Highlights & Insights¶
- Captions as Visual Proxies for Synthesis: Enabling the Observer to search high-fidelity captions instead of pixels significantly reduces the cost and improves scalability of synthesized re-watching trajectories. These Thought-Action-Observation traces can serve as training data for future models that query visual encoders directly.
- "Detailed-can, Summary-cannot" Contrastive Logic: Matching this with text/summary bias filtering systematically removes shortcuts. This methodology is transferable to any modality requiring evidence-dependent QA.
- Defining Reasoning via Recoverability: Using "whether the answer can be recovered solely from observations (\(r_{rea}\))" provides a concrete, verifiable signal for reasoning quality, which is more robust than heuristic scoring.
Limitations & Future Work¶
- Reliance on Textual Captions: The fidelity of the Stage 1 captions anchors the entire pipeline. Missing or hallucinated events in captions propagate to downstream QA/CoT/Rewards. Currently, this is a text-based simulation rather than a direct visual query.
- Dependency on External Teacher Models: The chain of \(M_{seg}\) to \(M_{judge}\) is lengthy.
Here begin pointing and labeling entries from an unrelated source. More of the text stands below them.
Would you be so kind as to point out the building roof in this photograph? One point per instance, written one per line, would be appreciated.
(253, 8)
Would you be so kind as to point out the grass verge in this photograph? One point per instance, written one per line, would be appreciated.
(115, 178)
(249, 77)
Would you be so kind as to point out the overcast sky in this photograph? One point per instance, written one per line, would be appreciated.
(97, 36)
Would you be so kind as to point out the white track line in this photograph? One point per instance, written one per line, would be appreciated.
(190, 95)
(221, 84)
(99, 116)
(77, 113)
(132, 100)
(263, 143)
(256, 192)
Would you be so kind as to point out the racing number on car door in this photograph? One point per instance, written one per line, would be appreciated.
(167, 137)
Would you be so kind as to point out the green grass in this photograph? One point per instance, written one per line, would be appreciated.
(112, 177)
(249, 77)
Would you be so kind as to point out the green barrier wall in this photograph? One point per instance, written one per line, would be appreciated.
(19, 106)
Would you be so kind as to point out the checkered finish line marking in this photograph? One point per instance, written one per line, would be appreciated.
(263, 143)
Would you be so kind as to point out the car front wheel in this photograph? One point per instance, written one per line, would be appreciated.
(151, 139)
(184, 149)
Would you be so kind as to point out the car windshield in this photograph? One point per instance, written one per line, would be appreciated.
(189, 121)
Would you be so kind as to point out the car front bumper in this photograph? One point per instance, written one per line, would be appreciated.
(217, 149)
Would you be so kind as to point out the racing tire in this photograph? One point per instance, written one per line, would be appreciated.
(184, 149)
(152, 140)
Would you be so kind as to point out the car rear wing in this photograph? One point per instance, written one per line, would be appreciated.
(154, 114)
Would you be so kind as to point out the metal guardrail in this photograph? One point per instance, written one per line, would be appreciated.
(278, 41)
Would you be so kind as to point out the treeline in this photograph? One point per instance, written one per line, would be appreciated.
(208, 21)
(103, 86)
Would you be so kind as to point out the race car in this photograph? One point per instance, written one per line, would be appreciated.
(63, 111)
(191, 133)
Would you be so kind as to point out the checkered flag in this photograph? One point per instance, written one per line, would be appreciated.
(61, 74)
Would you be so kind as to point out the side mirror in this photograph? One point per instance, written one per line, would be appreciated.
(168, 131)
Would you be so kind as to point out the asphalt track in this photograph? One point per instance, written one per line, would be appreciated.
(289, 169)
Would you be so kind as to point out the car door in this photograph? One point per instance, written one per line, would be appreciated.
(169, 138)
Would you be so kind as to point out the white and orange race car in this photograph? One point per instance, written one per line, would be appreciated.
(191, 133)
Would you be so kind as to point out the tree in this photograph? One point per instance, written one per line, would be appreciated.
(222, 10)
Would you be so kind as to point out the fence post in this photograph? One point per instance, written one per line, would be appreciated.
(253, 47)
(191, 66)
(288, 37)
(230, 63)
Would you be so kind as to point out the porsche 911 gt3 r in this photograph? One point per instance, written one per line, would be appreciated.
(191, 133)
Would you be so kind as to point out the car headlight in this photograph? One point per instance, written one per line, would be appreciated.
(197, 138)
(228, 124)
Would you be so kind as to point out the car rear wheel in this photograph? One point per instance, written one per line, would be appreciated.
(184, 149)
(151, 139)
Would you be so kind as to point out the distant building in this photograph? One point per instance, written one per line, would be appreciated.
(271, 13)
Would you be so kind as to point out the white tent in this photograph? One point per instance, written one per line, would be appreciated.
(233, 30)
Filtering thresholds and judge consistency introduce potential biases and high replication costs.
- Scale Verification: Experiments were conducted primarily on the 7B (Qwen2.5-VL) scale. The generalizability of O&R and this synthetic data to larger or heterogeneous backbones remains to be fully explored.
Related Work & Insights¶
- vs. Video-R1 / Simple QA Methods: Previous methods rely on existing simple video QA to synthesize CoTs for RL, inheriting flaws like lack of temporal structure and visual unfaithfulness. ReWatch-R1's SFT-only variant already exceeds their RL-trained versions.
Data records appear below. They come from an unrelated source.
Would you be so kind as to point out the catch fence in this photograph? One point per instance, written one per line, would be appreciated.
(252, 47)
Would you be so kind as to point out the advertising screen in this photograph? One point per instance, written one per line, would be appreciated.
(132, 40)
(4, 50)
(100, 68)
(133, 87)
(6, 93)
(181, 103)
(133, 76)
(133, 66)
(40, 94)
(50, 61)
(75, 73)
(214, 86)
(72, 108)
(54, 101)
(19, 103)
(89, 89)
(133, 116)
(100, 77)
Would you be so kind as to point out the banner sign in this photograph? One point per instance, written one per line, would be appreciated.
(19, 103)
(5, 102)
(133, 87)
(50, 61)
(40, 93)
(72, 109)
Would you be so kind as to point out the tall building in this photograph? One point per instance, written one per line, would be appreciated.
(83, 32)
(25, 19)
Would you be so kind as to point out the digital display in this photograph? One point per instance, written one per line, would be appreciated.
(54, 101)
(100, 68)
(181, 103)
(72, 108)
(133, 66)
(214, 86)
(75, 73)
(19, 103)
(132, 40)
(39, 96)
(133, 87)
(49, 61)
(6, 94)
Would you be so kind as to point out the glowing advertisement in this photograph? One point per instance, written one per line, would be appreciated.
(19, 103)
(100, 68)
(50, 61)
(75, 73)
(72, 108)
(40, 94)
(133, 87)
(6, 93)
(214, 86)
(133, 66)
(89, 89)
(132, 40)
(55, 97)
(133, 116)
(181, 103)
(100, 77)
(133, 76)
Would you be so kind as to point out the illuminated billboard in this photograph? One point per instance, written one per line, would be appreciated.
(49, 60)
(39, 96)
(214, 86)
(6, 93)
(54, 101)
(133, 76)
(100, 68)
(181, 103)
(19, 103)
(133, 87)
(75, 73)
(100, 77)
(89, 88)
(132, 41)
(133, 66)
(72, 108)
- vs. Outcome-only RLVR: Traditional \(r_{acc}\) ignores hallucinations. O&R integrates "observation faithfulness + reasoning recoverability" using a multiplicative structure to penalize fabrications.
- vs. LongVideoReason: Instead of just scaling context size, this work balances temporal precision and hallucination prevention via hierarchical captions and formalizes human re-watching as a synthetic trajectory.
Rating¶
- Novelty: ⭐⭐⭐⭐⭐ Adapting multi-agent ReAct for video CoT synthesis and developing the O&R dual process reward directly addresses coupled data/reward bottlenecks.
- Experimental Thoroughness: ⭐⭐⭐⭐ Extensive evaluation across 9 benchmarks and multi-dimensional ablations, though focused on the 7B backbone.
- Writing Quality: ⭐⭐⭐⭐ Clear explanation of the pipeline and logic; intuitive diagrams for data comparison and framework.
- Value: ⭐⭐⭐⭐⭐ The dataset and reward paradigm are directly reusable and provide significant engineering value for advancing video reasoning.